3 Behold, it is expedient that much should be done among this people, because of the hardness of their hearts, and the deafness of their ears, and the blindness of their minds, and the stiffness of their necks; nevertheless, God is exceedingly merciful unto them, and has not as yet swept them off from the face of the land.4 And there are many among us who have many revelations, for they are not all stiffnecked. And as many as are not stiffnecked and have faith, have communion with the Holy Spirit, which maketh manifest unto the children of men, according to their faith.5 And now, behold, two hundred years had passed away, and the people of Nephi had waxed strong in the land. They observed to keep the law of Moses and the sabbath day holy unto the Lord. And they profaned not; neither did they blaspheme. And the laws of the land were exceedingly strict. (Jarom 1:3-5)
These verses strike me as rather peculiar. Jarom tells us how hard-hearted and stiff-necked his people are, and how much has to be done among them, yet two verses later he also says that they observed the Law of Moses, kept the Sabbath, and avoided profanity and blasphemy, and kept strict civil laws.

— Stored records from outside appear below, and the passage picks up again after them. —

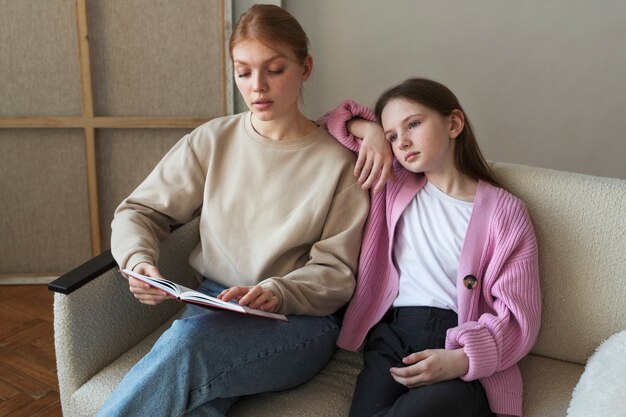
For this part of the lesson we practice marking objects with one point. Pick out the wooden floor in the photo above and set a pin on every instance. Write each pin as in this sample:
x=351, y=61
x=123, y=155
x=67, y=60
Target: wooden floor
x=28, y=382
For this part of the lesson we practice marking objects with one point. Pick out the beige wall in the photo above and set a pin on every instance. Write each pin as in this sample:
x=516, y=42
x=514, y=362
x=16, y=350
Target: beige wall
x=544, y=83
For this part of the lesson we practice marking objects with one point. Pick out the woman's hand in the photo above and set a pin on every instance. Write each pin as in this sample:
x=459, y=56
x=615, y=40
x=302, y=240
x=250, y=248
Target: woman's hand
x=375, y=161
x=431, y=366
x=142, y=291
x=253, y=297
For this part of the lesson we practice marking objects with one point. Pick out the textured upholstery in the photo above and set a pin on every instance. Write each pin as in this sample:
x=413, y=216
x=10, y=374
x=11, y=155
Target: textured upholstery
x=100, y=331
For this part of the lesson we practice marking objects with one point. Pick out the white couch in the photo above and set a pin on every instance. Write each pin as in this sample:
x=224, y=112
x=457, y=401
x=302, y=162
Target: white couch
x=580, y=221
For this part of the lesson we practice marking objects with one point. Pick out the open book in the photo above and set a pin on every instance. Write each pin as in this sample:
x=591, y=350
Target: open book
x=187, y=295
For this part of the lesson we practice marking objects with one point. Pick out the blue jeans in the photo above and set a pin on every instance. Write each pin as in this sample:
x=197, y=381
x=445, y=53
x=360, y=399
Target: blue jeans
x=209, y=358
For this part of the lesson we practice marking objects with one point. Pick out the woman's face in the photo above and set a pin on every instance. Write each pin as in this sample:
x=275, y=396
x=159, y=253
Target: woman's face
x=269, y=79
x=421, y=138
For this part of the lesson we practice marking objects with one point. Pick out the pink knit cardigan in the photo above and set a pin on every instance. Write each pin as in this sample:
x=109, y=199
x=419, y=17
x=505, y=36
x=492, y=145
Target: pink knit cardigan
x=498, y=319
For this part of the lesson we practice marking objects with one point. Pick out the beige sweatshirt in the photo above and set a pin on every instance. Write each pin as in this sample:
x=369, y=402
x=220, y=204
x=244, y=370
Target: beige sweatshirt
x=286, y=214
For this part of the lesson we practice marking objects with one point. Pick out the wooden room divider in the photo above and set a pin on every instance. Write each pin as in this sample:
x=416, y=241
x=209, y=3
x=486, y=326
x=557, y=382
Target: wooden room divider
x=119, y=85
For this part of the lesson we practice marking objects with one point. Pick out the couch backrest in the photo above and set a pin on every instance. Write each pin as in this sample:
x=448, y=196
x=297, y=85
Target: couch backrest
x=580, y=223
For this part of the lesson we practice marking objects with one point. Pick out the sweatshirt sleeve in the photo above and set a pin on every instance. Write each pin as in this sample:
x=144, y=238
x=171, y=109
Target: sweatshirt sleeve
x=171, y=194
x=337, y=119
x=507, y=331
x=326, y=282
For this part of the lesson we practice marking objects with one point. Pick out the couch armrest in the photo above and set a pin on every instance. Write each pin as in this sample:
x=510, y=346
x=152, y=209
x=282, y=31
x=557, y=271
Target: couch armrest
x=96, y=318
x=600, y=391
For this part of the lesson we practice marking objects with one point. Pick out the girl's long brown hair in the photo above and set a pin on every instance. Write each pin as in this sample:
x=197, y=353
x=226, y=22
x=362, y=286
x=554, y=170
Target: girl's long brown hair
x=468, y=158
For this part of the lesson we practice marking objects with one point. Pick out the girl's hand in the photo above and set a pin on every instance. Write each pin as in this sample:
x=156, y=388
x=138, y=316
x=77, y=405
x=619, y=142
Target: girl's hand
x=431, y=366
x=142, y=291
x=375, y=161
x=253, y=297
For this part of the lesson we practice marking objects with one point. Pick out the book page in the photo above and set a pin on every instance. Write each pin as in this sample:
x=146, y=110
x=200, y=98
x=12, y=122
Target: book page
x=163, y=284
x=188, y=295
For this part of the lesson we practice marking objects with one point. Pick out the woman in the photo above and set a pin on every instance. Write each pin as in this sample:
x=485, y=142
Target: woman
x=281, y=219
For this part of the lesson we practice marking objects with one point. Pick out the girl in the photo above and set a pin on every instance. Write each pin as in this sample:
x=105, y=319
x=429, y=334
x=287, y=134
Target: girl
x=281, y=219
x=447, y=301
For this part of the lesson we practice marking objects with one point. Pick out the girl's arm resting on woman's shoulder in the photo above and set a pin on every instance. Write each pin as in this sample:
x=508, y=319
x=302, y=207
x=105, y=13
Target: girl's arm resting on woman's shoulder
x=353, y=125
x=375, y=161
x=337, y=119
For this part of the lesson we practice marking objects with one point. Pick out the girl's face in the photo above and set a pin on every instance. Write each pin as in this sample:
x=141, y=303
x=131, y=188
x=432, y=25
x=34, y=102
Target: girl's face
x=421, y=138
x=269, y=79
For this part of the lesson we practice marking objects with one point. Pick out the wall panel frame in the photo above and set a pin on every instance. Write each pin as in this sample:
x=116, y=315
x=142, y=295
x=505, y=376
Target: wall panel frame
x=94, y=104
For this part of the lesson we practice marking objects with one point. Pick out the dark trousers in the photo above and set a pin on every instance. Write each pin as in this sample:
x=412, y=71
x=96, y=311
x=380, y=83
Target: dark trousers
x=403, y=331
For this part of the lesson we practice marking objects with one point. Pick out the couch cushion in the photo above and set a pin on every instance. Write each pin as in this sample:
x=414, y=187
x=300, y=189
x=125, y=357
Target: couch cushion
x=548, y=385
x=579, y=221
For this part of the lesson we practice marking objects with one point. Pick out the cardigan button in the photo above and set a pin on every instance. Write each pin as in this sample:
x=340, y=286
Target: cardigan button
x=470, y=282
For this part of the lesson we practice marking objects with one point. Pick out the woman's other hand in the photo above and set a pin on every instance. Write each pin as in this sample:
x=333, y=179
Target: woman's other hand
x=374, y=165
x=253, y=297
x=142, y=291
x=431, y=366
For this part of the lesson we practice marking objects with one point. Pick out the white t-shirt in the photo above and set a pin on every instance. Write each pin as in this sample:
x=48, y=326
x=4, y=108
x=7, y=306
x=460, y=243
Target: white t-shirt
x=427, y=247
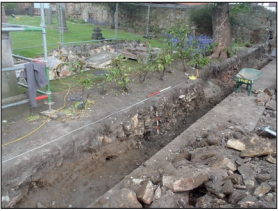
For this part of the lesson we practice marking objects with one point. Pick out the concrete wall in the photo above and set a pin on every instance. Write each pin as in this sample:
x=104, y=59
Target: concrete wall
x=9, y=81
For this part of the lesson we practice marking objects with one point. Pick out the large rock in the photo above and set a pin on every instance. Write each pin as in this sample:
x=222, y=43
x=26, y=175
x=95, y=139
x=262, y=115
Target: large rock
x=270, y=159
x=228, y=187
x=235, y=178
x=171, y=200
x=263, y=177
x=204, y=202
x=248, y=173
x=248, y=202
x=236, y=196
x=125, y=198
x=235, y=144
x=262, y=189
x=186, y=178
x=223, y=163
x=256, y=151
x=271, y=105
x=145, y=192
x=213, y=138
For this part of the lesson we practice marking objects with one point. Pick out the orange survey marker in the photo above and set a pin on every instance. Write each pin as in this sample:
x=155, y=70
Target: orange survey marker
x=158, y=91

Those conditions seem almost diametrically opposed to each other.
It seems that the people must have felt that keeping the laws was enough and did not allow the performance of their duty to change their hearts.
Sometimes when you are so focused on keeping the commandments, you can develop a belief that everything is fine with you and you have no more improvement to make, when really there is a lot of refinement to do in our souls which can only be brought out through interpersonal relationships.

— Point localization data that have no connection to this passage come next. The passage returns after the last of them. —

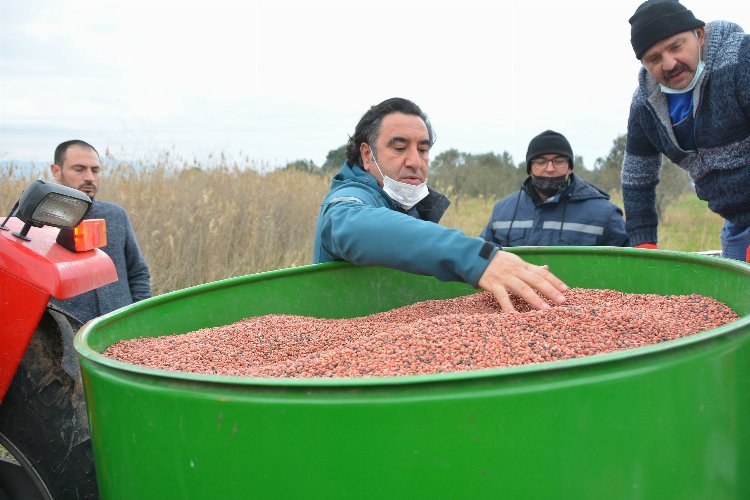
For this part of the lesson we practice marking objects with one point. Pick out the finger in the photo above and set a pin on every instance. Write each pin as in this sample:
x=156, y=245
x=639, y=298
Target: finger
x=527, y=293
x=545, y=283
x=502, y=298
x=556, y=282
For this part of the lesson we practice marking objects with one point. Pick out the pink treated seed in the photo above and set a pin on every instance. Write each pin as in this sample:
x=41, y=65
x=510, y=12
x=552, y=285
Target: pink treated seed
x=435, y=336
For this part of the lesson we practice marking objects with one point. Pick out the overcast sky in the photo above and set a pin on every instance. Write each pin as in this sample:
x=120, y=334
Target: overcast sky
x=280, y=81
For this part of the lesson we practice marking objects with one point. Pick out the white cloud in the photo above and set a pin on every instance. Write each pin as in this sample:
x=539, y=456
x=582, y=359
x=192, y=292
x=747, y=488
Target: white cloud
x=285, y=80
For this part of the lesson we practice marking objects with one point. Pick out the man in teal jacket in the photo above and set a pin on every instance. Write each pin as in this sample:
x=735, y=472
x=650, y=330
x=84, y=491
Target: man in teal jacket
x=380, y=211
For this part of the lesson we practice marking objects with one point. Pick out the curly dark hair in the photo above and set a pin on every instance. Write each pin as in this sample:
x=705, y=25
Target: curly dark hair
x=368, y=128
x=63, y=148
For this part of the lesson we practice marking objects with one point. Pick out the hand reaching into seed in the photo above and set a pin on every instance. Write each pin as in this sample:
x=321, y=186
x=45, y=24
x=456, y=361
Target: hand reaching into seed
x=507, y=272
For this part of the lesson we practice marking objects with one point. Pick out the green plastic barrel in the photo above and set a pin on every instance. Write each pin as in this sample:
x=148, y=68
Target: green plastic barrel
x=667, y=421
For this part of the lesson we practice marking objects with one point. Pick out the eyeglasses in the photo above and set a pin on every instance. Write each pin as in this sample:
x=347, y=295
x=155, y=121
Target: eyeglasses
x=560, y=161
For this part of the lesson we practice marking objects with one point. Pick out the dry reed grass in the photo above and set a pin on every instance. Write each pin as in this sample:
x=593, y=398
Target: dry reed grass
x=197, y=225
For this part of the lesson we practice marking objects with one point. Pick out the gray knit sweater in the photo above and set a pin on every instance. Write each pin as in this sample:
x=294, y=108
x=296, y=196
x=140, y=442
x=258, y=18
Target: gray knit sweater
x=134, y=281
x=720, y=165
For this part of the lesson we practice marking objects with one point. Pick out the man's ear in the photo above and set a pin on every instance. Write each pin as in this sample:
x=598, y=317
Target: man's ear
x=701, y=34
x=366, y=153
x=56, y=170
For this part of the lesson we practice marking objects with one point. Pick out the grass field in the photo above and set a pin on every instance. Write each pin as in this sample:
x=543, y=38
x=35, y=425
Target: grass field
x=197, y=225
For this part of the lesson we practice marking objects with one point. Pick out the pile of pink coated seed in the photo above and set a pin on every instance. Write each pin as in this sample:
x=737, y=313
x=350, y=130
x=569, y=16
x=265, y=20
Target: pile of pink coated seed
x=436, y=336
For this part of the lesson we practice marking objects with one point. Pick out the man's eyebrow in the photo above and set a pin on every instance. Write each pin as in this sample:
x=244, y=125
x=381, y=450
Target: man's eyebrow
x=403, y=140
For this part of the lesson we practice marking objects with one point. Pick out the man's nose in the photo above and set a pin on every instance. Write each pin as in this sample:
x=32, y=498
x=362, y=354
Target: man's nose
x=668, y=62
x=413, y=159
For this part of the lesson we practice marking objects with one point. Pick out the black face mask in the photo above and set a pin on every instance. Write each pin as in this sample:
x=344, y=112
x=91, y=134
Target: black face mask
x=549, y=186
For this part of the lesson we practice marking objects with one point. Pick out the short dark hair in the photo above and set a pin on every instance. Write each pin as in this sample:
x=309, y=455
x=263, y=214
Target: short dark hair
x=368, y=128
x=61, y=149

Sometimes it happens that I’ll be in the middle of doing something relating to one of my callings or keeping a commandment and I realize that I’m doing it with a spirit of apathy or impatience and annoyance. When I notice that, I have to take a little time and ponder what my obedience means if done in the wrong spirit. (Hint: It means the same as if I had been disobedient.) But it is enough to at least give me the desire to do it in the right spirit. And prayer is a good beginning for inviting a attitude adjustment. I want to have the right spirit in my obedience. I want to be joyful when I obey. I want to find meaning in it and feel the Lord’s pleasure in it.
What do you do when you find yourself stuck in apathy or annoyance while obeying commandments?